The criticism came after Edinburgh City Council’s internal auditors published a damning report into the implementation of Spaces for People – specifically the lack of consultation with residents and the lack of a financial plan for ending the scheme.
However, the SNP/Labour administration says it was facing ‘extremely challenging timelines’ when the schemes were first implemented’ and that issues have now been addressed.
Although the council has now consulted extensively with the city’s residents, and has budgeted for making some schemes permanent and scrapping others, auditors took aim at the ‘significant and/or numerous control weaknesses’ that were prevalent when the scheme was first implemented.
The damning report gave the council a ‘red’ rating – the second worst possible – which means ‘significant and/or numerous control weaknesses were identified, in the design and/or effectiveness of the control environment and/or governance and risk management frameworks’.
Labour Colinton and Fairmilehead councillor Scott Arthur said “Although it is a little dated now, this is a damning report. It does, however, explain why the Spaces for People Programme has been so controversial in Edinburgh.
“Many of the points identified by the auditor have been raised by the public many times.
“Whether people love Spaces for People or hate it, there can be no doubt that this damning Internal Audit judgement could have been avoided if residents were listened to.
“Not only were the expectations of people in Edinburgh not met, the council did not even comply with the community engagement guidance set by Sustrans.”
And Conservative Lothian region MSP, and Pentland Hills councillor Susan Webber said: “The council’s own internal audit has produced a conclusion that aligns with the issues that I have presented to the SNP convenor, who has consistently ignored my warnings.
“The report gives the council a ‘red rating’, the second worst possible. You do not need to be an expert in understanding risk registers to know that red is bad.
“Disability groups like RNIB, Guide Dogs and EAP have consistently flagged issues with the Integrated Impact Assessments (IIA) and initially queried if they had even taken place.
“This shows the harsh reality that the council’s own commitment to equality has been severely damaged through the Spaces for People schemes.
“Despite all these issues the SNP/Labour Administration are planning to retain the controversial schemes across the city. This should be a big concern to all Edinburgh residents.”

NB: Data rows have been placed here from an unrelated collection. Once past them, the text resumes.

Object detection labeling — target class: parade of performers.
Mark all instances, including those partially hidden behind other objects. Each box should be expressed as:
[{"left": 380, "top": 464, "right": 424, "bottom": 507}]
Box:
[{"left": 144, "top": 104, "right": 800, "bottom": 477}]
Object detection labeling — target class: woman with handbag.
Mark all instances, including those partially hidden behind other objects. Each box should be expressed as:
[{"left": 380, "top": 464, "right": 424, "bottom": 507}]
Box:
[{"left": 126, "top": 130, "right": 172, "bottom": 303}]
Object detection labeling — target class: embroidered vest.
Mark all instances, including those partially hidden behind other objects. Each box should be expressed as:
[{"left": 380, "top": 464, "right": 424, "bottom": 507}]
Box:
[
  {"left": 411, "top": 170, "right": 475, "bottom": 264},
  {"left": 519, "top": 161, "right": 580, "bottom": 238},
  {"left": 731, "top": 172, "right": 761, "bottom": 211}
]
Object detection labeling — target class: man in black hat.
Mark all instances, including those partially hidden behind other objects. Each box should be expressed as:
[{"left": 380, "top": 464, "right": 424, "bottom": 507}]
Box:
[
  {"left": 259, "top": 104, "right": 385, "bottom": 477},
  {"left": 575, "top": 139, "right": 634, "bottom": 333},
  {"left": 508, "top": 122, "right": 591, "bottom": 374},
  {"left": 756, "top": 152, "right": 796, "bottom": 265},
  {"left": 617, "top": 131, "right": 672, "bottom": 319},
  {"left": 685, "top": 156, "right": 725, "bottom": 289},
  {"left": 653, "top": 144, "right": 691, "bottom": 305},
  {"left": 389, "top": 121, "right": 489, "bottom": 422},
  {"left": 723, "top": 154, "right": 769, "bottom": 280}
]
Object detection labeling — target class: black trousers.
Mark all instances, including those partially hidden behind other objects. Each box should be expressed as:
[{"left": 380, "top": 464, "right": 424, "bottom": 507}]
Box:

Liberton and Gilmerton councillor, and SNP transport convener Lesley Macinnes defended the scheme however, and said the council had worked hard in challenging circumstances to tackle issues as they arose.
“As recognised by the internal audit, we faced extremely challenging timelines when assessing and prioritising project proposals for urgent implementation in early 2020,” she said.

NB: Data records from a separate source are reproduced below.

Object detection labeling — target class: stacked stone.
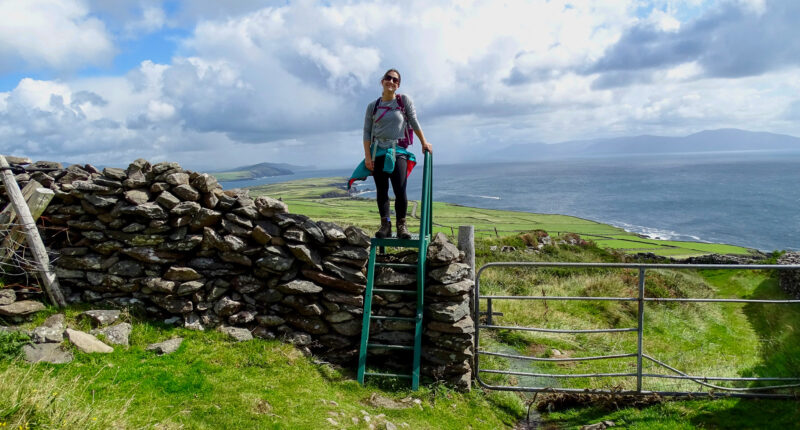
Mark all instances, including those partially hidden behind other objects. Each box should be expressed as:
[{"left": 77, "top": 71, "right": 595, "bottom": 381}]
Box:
[
  {"left": 370, "top": 233, "right": 475, "bottom": 389},
  {"left": 5, "top": 159, "right": 473, "bottom": 387},
  {"left": 778, "top": 252, "right": 800, "bottom": 299},
  {"left": 3, "top": 160, "right": 369, "bottom": 359}
]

“This was to support the Scottish Government’s guidance for physical distancing as a key requirement for tackling the COVID crisis.

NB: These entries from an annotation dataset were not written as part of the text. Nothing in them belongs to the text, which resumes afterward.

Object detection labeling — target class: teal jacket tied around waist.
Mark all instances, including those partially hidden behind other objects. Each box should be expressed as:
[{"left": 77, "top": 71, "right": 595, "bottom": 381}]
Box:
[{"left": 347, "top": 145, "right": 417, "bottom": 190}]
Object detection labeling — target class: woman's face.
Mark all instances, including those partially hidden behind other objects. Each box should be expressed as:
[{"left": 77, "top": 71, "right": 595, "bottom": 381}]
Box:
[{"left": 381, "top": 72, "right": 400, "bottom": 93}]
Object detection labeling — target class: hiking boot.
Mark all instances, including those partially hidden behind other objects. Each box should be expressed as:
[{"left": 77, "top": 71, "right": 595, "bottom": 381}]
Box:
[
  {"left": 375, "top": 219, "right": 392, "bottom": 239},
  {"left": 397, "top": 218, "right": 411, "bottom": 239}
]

“Over the last year and a half, officers have worked extremely hard to address issues in the project’s approach, such as the retrospective publication of prioritisation outcomes or the creation of a programme risk register.
“For the duration of the programme, the team also reported all proposals to the council’s Incident Management Team and sought to act on public feedback, including the introduction of additional measures as a result of suggestions received through the Commonplace consultation.
“Since the audit was carried out we’ve already made several changes which address some of the issues identified, such as the incorporation of public feedback into the review of existing schemes and the development of detailed exit costing.”
City Centre Labour councillor, and vice convener of the transport committee, Karen Doran, said: “Since the audit was carried out in October, we have continued to develop project practices, with schemes reviewed on a two-monthly basis and recommendations for changes reported to committee for approval.